While investigating the unscheduled power issue in preparation for writing "Tie Riding Freeloaders-the True Impediment to Transmission Access" (), I was concerned not only about Area Control Error (ACE), the net unscheduled difference among load, generation, and interchange, but also about loop flow, the unscheduled use of transmission and distribution equipment. As I said 15 years ago, "The various unscheduled electricity deliveries each get priced at WOLF (Wide Open Load Following). WOLF thus provides compensation to the owner of the transmission lines connecting the systems." I have discussed this need with Robert both when he visited my home and when we have met at the JIITF, the Inadvertent Interchange Payback Taskforce (IIPTF), and other meetings.

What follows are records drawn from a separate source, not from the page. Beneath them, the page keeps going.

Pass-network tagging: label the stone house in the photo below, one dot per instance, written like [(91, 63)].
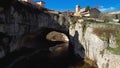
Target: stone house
[(41, 3), (92, 12)]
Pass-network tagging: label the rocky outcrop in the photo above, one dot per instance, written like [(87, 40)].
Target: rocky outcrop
[(21, 18), (96, 48)]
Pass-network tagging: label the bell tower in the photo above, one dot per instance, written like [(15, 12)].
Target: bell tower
[(77, 8)]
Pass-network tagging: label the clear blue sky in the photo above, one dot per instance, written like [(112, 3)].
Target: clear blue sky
[(64, 5)]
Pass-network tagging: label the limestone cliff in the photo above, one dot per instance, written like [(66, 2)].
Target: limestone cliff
[(20, 18), (101, 42)]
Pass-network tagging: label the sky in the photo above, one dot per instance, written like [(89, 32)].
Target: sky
[(65, 5)]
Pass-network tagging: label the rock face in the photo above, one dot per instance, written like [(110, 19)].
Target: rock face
[(20, 18), (95, 47)]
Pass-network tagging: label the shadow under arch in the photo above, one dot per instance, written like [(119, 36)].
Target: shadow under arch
[(30, 57)]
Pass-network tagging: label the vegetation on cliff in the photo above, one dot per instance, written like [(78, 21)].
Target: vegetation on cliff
[(106, 33)]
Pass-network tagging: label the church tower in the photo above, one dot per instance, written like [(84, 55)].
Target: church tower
[(77, 8)]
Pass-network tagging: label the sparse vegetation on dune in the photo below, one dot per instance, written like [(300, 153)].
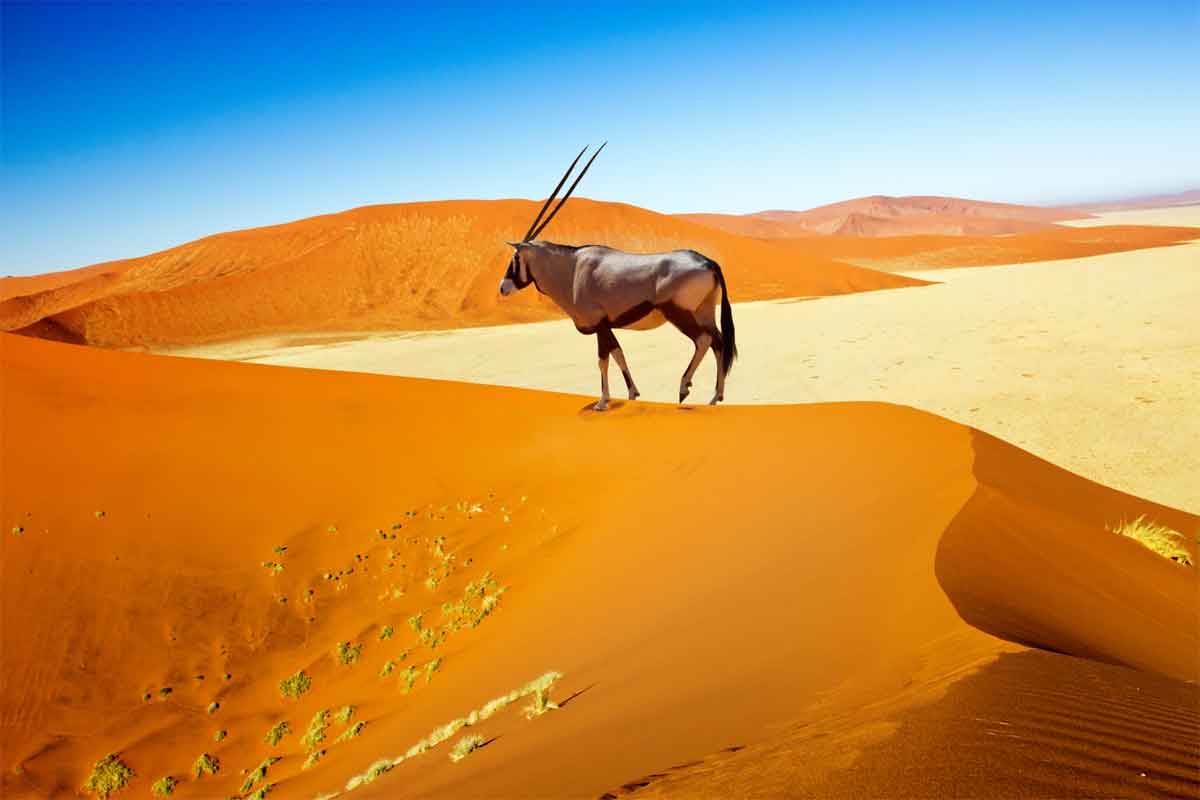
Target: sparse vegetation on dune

Besides the unfairness to owners of major transmission assets such as TVA and Southern, the Blohm solution does not have a mechanism to audit the data. Indeed, reference 1 in the Blohm article-, May 10, 2002, A White Paper Prepared by the Joint Inadvertent Interchange Task Force For Consideration by the Resources Subcommittee, Market Interface Committee, and Compliance Committee-says, "Potential for abuse exists if the books are not balanced with validated data." The last claim I heard was that the North American Electric Reliability Council (NERC) has not balanced the books for inadvertent interchange since January 2003, even on a monthly peak/off-peak basis, let alone for hourly or the minute-by-minute accounting required by the Blohm solution.
Under my WOLF pricing, each interconnection point sees a separate price. The two parties at each interconnection point will have a financial incentive to get the metering correct. The JIITF white paper cited above even refers to the potential need for a dispute resolution process when parties cannot agree. Because WOLF pricing is bilateral, the data are subject to bilateral validation and usable for prices that differ by location and thus provide compensation for transmission loading.
While working with the North American Energy Standards Board (NAESB) IIPTF I reviewed the Blohm solution, including a spreadsheet developed to illustrate the mathematics. The data in the worksheet showed that the net effect of the various formulae in the footnotes of the Blohm article was a price that was linear with respect to frequency. A price that is linear with respect to frequency is a first approximation of my WOLF pricing, though without the price differential by location.
I note that my WOLF pricing addresses the time error correction issue in endnote 1 of the article. Time error would be used in WOLF to adjust the price. Negative feedback through the WOLF price would lead to the desired time error correction without NERC having to call for a specific correction. This is currently being demonstrated in India, where frequency-based pricing of unscheduled power has significantly reduced the need for time error correction in the Southern Region. And as I have pointed out in several articles, WOLF can be used to price reactive power, the bugaboo cited in many analyses of the Aug. 14, 2003, blackout.
In short, the article "Solving the Crisis in Unscheduled Power" doesn't because it can't.